E' possibile forzare l'entityID utilizzato dall'utente, impostando il seguente parametro nel query string    entityID=<nome idp>:idp


Es. https://cohesion2sviluppo.regione.marche.it/SPManager/WAYF.aspx?entityID=cohesion.regione.marche.it:idp  (Sviluppo)

Es. https://cohesion2.regione.marche.it/SPManager/WAYF.aspx?entityID=cohesion2.regione.marche.it:idp  (Produzione)


Rinnovo asserzione SAML

Una volta autenticati, la sessione per il Single Sign On sarà valida per 60 minuti.
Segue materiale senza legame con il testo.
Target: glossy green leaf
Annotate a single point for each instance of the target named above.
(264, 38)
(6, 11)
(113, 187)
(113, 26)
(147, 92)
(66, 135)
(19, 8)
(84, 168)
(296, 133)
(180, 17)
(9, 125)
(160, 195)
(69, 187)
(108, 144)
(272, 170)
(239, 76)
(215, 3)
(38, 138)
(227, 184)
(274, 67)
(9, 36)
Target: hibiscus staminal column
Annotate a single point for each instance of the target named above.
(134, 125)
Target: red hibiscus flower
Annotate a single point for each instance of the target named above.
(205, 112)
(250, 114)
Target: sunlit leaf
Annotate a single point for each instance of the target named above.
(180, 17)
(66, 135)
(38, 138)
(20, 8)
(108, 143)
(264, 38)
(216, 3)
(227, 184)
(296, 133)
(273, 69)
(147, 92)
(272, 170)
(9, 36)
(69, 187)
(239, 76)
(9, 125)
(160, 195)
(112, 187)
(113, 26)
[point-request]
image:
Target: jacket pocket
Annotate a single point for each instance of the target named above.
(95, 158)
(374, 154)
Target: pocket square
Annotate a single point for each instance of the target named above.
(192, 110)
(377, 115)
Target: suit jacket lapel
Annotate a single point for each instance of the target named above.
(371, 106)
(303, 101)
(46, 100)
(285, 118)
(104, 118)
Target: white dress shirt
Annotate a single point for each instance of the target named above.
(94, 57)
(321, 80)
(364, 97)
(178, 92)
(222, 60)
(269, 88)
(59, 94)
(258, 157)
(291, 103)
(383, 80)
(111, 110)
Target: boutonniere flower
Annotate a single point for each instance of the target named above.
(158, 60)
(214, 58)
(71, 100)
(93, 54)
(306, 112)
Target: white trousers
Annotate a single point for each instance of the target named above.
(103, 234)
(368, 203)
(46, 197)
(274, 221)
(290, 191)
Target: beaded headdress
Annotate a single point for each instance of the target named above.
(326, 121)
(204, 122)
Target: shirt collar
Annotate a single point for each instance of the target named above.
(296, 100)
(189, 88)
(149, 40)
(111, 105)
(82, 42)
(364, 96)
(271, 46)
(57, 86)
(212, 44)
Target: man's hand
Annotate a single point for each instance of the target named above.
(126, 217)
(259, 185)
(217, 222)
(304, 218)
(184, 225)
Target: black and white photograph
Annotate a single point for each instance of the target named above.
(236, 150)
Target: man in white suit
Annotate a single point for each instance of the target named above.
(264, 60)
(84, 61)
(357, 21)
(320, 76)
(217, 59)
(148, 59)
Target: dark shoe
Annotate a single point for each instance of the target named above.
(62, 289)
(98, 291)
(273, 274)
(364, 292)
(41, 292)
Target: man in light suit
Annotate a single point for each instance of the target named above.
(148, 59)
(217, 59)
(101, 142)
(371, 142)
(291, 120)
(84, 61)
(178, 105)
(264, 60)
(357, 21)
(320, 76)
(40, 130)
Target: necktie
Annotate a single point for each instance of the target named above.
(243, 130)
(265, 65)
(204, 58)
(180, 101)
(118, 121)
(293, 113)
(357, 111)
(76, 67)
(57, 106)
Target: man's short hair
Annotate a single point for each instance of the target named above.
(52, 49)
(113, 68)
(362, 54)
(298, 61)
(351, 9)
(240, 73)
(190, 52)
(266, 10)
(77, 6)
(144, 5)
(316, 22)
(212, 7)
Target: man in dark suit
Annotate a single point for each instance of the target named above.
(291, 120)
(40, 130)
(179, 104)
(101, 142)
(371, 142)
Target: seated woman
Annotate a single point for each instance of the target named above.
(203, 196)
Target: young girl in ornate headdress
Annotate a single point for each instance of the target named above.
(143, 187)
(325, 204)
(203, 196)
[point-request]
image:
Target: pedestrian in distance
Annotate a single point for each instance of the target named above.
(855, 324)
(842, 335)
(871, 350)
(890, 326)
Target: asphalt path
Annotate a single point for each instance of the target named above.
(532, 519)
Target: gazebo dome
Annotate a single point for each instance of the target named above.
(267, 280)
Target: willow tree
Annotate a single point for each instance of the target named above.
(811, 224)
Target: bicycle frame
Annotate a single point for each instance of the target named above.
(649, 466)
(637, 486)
Nella modalità SAML questo tempo sarà anche specificato nella risposta SAML ritornata dall’IdP. Entro tale tempo sarà possibile accedere a qualunque sito protetto da Cohesion senza che appaia la maschera di autenticazione. Il Service Provider in tal caso otterrà un nuovo token (contenente anche una nuova asserzione SAML in caso di modalità SAML) ed un rinnovamento del cookie di sessione per altri 60 minuti.

Qualora si volesse rinnovare la sessione dal proprio SP sarà perciò necessario cancellare il cookie di sessione del proprio sito entro i 60 minuti (es. a 50 minuti) e redirigere l’utente ad una propria pagina privata che richiede l’autenticazione per l’accesso. A questo punto il SP rigirerà l’utente all’IdP Cohesion che, vedendo ancora valida la sessione, aggiornerà il cookie di sessione di altri 60 minuti e ritornerà un nuovo token o una nuova asserzione SAML valida altri 60 minuti senza mostrare l’interfaccia di autenticazione.